まあ悩みなんてのは自分の中から生まれてきてるものが大半なんだから、それを他人に解決しろっていうのはそもそも虫の良い話だけど。
自分のことは自分でケリをつけろってことだわ。
そう、自分で……自分で……なるほど?」
お嬢様はじっとわたくしを見つめました。
居心地が悪く、わたくしは身じろぎをしました。
「あんたが私のようになったら、私の独り言でしかない悩みに、私が腑に落ちるような答えを返してくれるようになるのかしら?
私と同じ教育を受けて、同じ食事をして、同じ景色を見て生きていったら……そうなるのかしら。
ねえあんた。
一応これだけは聞いておくけど、この屋敷で暮らすのと、また煙突掃除をするのと、どっちがいい?」
答えは決まっておりました。
「おい」
お嬢様は傍に控えていた女中に声を掛けました。
「聞いてたわね。そのようにしなさい」
女中はしずしずと頭を下げました。
さてこのようにして、わたくしはブランドーの女中になりました。
女中でありながら、その生活の多くをお嬢様と共に過ごし、勉学を許され、食事を共にするという奇妙な立ち位置にありました。

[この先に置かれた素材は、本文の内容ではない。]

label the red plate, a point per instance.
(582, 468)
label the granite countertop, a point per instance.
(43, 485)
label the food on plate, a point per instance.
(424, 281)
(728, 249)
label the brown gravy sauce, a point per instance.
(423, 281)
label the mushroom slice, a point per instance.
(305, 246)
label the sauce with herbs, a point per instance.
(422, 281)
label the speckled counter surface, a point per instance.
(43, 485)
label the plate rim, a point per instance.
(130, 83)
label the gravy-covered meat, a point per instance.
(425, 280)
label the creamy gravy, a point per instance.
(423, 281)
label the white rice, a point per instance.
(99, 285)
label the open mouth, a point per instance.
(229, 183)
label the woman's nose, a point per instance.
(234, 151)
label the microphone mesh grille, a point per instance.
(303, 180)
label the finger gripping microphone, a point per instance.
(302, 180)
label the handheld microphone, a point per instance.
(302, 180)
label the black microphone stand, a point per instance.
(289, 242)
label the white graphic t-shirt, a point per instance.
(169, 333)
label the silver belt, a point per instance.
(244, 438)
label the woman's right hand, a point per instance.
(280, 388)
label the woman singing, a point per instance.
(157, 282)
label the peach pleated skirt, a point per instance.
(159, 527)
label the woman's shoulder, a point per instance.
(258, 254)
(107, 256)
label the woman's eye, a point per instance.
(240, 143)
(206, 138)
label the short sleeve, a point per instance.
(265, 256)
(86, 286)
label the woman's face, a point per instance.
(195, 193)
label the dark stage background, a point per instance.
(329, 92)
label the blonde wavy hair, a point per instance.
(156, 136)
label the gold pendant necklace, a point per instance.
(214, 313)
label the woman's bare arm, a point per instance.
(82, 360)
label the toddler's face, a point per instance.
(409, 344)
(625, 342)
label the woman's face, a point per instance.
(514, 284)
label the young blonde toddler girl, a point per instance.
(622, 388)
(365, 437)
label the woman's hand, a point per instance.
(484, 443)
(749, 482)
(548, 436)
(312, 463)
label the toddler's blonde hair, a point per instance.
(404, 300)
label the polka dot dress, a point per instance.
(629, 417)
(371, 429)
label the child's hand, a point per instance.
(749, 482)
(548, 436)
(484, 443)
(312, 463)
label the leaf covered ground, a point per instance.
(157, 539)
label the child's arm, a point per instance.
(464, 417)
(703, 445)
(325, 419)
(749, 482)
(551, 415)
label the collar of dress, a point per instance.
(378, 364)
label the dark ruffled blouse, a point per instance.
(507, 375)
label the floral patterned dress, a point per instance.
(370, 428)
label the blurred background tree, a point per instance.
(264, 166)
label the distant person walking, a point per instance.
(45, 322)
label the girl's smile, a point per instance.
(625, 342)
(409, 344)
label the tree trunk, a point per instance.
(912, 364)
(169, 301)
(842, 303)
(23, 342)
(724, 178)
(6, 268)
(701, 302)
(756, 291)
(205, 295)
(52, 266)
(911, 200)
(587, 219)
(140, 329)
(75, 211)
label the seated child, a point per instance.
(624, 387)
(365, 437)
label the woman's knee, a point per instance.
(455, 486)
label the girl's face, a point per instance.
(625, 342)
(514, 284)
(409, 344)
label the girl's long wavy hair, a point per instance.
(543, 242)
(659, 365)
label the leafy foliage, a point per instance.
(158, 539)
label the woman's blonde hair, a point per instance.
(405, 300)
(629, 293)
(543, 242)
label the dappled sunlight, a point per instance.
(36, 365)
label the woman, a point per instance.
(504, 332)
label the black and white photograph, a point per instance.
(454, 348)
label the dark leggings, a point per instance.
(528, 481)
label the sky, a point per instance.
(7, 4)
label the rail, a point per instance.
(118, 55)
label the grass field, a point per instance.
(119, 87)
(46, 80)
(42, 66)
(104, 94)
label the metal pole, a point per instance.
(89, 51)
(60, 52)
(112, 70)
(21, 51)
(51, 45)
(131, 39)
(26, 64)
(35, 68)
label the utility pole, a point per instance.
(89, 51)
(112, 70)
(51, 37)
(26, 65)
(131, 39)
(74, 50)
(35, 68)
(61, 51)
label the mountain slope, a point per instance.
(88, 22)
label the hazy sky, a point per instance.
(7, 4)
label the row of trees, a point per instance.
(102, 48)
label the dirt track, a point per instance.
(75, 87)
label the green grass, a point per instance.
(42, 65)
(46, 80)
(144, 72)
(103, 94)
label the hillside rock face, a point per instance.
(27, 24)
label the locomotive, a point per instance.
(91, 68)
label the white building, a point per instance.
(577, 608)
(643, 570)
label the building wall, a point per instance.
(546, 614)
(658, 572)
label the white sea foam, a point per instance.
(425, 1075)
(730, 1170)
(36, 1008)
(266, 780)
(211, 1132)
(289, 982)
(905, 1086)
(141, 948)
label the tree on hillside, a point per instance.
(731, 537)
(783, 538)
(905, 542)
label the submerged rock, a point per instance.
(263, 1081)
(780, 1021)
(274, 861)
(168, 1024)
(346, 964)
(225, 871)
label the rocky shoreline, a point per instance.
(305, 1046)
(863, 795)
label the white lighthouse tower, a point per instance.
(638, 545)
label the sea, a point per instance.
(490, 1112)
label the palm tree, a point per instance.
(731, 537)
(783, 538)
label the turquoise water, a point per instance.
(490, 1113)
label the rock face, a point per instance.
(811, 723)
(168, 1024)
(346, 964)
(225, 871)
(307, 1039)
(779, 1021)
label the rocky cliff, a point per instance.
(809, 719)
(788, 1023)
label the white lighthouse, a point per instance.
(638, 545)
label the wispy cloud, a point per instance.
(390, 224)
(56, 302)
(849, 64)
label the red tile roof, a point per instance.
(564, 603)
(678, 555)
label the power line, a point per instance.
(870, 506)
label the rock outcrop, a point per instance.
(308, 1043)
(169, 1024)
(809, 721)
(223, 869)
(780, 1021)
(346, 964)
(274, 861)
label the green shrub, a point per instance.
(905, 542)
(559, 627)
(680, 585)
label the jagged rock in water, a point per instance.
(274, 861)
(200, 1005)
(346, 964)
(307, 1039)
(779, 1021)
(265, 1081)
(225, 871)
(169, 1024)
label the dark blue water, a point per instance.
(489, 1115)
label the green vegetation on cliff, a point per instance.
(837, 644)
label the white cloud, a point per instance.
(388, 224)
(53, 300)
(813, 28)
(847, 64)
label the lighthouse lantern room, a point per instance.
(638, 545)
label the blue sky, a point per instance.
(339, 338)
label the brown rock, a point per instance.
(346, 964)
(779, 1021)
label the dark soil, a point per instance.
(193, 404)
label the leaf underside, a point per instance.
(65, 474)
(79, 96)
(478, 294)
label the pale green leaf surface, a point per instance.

とくに勉強と食事については周囲のやっかみを買うのではないかと危惧をしておりましたが、お嬢様がこうした特異な立ち振る舞いを使用人に強いるのは特段珍しいことではないらしく、今度はそういうことをしているのかという程度の反応でございました。
またあるいは、皆、お嬢様の苛烈な性質については重々承知でしたから、裏で嫌がらせのようなことをして、それが露見したときにどうなるかというのは、容易に想像がついたということもございましょう。
ともかくわたくしはブランドーの女中になり、そうしてリト・ブランドーの影を歩むことになったのでした。